It is recommended to activate the Spark logging and checkpointing system in the Spark configuration tab of the Run view of your Spark Job, in order to help debug and resume your Spark Job when issues arise.
If you need the Job to be resilient to failure, select the Activate checkpointing check box to enable the
Spark checkpointing operation. In the field that is displayed, enter the
directory in which Spark stores, in the file system of the cluster, the context
data of the computations such as the metadata and the generated RDDs of this
For further information about the Spark checkpointing operation, see http://spark.apache.org/docs/latest/streaming-programming-guide.html#checkpointing .
In the Yarn client mode, you can
enable the Spark application logs of this Job to be persistent in the file
system. To do this, select the Enable Spark event
logging check box.
The parameters relevant to Spark logs are displayed:
Spark event logs directory: enter the directory in which Spark events are logged.
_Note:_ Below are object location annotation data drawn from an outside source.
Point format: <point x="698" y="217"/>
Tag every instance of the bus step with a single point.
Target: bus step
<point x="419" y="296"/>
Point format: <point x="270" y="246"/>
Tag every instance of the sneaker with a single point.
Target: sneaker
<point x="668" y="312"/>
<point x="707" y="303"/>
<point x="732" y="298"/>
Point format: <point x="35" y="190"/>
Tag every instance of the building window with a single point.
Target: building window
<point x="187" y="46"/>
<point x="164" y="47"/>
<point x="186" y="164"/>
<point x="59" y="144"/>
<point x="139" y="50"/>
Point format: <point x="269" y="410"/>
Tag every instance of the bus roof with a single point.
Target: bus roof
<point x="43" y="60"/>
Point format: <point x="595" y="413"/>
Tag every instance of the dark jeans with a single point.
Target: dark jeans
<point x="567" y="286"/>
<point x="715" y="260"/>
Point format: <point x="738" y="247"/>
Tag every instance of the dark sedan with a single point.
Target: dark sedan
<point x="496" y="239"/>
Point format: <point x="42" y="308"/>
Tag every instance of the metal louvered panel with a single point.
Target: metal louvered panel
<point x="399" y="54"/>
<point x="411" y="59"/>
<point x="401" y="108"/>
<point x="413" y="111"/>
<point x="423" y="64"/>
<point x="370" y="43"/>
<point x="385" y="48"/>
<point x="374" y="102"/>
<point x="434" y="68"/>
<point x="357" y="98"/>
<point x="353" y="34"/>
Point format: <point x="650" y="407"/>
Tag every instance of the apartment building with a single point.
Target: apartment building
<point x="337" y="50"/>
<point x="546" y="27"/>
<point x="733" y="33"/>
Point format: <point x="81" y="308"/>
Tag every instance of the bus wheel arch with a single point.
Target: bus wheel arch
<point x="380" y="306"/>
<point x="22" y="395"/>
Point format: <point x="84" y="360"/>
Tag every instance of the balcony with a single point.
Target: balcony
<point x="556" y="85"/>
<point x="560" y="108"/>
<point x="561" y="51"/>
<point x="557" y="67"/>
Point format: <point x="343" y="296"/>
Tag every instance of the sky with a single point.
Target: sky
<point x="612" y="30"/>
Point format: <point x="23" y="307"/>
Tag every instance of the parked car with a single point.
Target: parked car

This is actually the spark.eventLog.dir property.
Spark history server address: enter the location of the history server. This is actually the spark.yarn.historyServer.address property.
Compress Spark event logs: if needs be, select this check box to compress the logs. This is actually the spark.eventLog.compress property.
Since the administrator of your cluster could have defined these properties in the cluster configuration files, it is recommended to contact the administrator for the exact values.